Training Gaussian Mixture Models at Scale via Coresets

How can we train a statistical mixture model on a massive data set? In this work we show how to construct coresets for mixtures of Gaussians. A coreset is a weighted subset of the data, which guarantees that models fitting the coreset also provide a good fit for the original data set. We show that, perhaps surprisingly, Gaussian mixtures admit coresets of size polynomial in dimension and the number of mixture components, while being independent of the data set size. Hence, one can harness computationally intensive algorithms to compute a good approximation on a significantly smaller data set. More importantly, such coresets can be efficiently constructed both in distributed and streaming settings and do not impose restrictions on the data generating process. Our results rely on a novel reduction of statistical estimation to problems in computational geometry and new combinatorial complexity results for mixtures of Gaussians.
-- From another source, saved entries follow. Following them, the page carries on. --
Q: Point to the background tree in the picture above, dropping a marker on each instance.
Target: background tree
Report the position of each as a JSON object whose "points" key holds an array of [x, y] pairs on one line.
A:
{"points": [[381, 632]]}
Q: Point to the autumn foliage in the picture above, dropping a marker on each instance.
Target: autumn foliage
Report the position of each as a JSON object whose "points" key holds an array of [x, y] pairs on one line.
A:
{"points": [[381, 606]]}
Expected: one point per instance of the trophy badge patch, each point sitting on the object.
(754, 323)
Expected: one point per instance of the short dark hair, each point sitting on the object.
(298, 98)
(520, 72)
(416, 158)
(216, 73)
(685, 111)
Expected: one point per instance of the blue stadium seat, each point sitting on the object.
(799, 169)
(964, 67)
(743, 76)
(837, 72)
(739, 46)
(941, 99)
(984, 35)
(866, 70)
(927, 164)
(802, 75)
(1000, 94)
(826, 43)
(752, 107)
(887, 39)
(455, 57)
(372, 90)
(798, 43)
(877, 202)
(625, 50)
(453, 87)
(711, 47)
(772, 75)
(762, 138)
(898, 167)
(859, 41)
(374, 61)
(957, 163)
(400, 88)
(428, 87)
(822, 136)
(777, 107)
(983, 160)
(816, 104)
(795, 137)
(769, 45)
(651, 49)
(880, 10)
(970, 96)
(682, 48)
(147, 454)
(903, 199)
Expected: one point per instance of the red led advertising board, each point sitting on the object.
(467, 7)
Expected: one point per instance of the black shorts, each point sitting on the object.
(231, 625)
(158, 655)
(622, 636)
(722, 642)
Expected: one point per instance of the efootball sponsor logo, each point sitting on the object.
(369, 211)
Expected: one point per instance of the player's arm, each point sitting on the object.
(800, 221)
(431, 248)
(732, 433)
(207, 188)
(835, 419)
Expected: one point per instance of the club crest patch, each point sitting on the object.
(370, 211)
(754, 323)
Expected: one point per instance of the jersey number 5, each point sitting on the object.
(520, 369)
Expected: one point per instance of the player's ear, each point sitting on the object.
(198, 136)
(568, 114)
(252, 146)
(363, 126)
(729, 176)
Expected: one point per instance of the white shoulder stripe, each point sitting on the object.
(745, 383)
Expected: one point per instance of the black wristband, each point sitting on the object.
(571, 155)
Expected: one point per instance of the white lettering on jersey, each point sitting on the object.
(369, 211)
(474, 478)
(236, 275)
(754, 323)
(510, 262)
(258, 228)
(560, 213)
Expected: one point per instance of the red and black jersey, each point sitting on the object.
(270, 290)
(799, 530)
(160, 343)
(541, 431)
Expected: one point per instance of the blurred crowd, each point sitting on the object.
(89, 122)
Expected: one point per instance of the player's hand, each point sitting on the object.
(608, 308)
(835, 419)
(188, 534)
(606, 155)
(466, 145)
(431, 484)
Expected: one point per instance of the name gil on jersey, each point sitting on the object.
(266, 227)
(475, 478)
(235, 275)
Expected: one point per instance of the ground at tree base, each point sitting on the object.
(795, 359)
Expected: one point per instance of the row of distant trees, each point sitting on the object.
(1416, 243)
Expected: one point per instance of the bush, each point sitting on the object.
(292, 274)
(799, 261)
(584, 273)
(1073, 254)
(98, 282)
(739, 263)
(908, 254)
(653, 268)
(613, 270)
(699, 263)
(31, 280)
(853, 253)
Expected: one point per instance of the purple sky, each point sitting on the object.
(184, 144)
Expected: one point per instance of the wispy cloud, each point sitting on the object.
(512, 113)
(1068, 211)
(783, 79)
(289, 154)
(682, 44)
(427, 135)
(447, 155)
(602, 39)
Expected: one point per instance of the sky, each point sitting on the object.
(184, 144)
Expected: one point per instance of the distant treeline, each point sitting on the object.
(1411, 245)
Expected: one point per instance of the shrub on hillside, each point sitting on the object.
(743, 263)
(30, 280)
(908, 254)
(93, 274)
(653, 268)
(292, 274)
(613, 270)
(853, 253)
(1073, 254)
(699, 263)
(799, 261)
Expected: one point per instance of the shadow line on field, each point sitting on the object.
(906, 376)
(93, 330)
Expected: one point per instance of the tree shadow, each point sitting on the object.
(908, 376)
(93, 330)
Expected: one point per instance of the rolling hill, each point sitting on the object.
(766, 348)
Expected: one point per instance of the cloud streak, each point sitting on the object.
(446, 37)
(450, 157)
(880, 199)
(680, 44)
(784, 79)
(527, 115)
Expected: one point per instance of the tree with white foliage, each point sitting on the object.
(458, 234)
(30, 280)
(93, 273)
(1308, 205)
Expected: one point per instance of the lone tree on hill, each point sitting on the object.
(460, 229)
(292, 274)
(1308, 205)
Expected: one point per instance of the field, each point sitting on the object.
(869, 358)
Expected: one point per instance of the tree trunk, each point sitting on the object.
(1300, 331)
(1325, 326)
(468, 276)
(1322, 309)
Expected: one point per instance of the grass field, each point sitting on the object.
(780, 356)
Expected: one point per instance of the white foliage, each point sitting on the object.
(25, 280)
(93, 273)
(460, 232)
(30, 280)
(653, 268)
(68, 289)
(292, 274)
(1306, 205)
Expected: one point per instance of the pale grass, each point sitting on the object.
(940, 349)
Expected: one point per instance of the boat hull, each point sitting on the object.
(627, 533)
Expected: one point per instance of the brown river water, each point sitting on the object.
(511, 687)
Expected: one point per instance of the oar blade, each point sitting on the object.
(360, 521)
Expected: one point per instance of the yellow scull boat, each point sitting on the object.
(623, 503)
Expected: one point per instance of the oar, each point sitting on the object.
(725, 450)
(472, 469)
Empirical evaluation on several real-world data sets suggests that our coreset-based approach enables significant reduction in training-time with negligible approximation error.

[1]  Sanjeev Arora,et al.  LEARNING MIXTURES OF SEPARATED NONSPHERICAL GAUSSIANS , 2005, math/0503457.

[2]  Anima Anandkumar,et al.  Tensor decompositions for learning latent variable models , 2012, J. Mach. Learn. Res..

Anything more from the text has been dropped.